ニュージーランドの中学、高校を訪問して、留学生受け入れの実際をみると、英語圏ではあるものの北米やオーストラリアの留学形態と違ういくつかの特徴が挙げられます。それらについて考えてみたいと思います。
学校のランキングと入学難易度について
ニュージーランドの中等教育機関は、アメリカ、カナダのボーディングスクールに見られるような入学難易度ランキングはありません。卒業生の学力評価の基準となるNCEA(全国統一学力試験)の成績ランキングはNZQA(New Zealand Qualification Authorities:ニュージーランドの教育資格審査機関)によって公表されていますが、人口が444万人あまりのニュージーランドでは、NCEAランキングの高い学校に人気が集中するといったことはありません。

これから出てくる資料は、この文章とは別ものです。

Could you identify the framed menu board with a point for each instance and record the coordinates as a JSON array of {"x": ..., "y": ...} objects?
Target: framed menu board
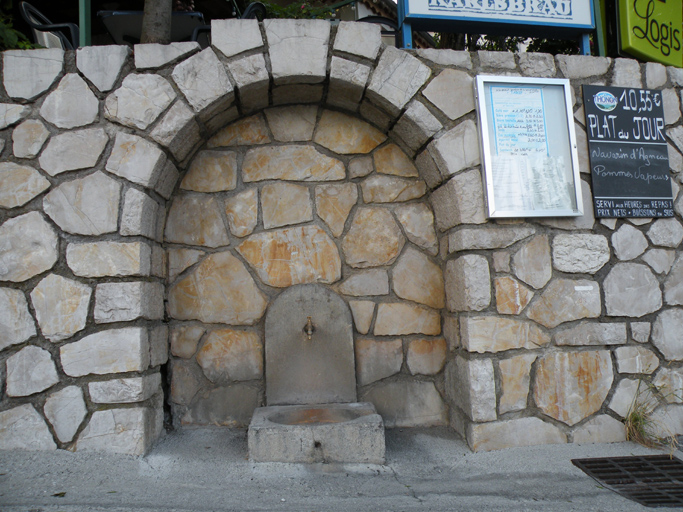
[
  {"x": 528, "y": 147},
  {"x": 628, "y": 152}
]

留学生の受け入れについても、アメリカボーディングスクールに見られるように高校1年生のレベルでTOEFL80点の英語力を要求する学校は皆無です。ニュージーランドへの留学において、学校の選択はほぼ生徒が自由に行うことができるということになります。
留学生受け入れ体制について
留学生を受け入れるあたり、ニュージーランドの学校はNZQAが定めたCode of Practice(留学生受入れの規則)を遵守することが義務づけられています。NZQAの母体は教育省ですから、国家が留学生受入れに関しての詳細を規定していることになります。このような留学生に対するいわば国家保護、保障システムはニュージーランドだけに見られる大きな特徴です。
留学生の受け入れで最も重要なのは、彼らのための英語に関する教育と宿泊場所の確保であると思います。まず、英語力を補うためにESLクラスを設けるというのは、ニュージーランドの場合、受け入れ校の義務となっています。ESLクラスを設置している学校には、留学生担当責任者、ホームステイ関連の担当者、そして会計担当者、ESL教師が必ずいます。留学生受け入れ規模の小さい学校はまれに、留学生担当責任者がホームステイ探しやトラブルシュートを兼ねる場合もありますが、ESL教師は独立して留学生に英語を教えるシステムになっていると言えます。
宿泊場所としては、ホームステイがニュージーランドでは主流です。寮のある学校もありますが、その数は多くはありません。寮生のうち、地元の生徒たちは週末は自宅に帰るのが一般的です。
ホームステイを留学生に紹介するにあたり、学校の担当者が事前にホストファミリーを必ず訪問して、留学生に1部屋が与えられること、ホストファミリーに犯罪者がないことなどを確認することがCode of Practiceによって定められています。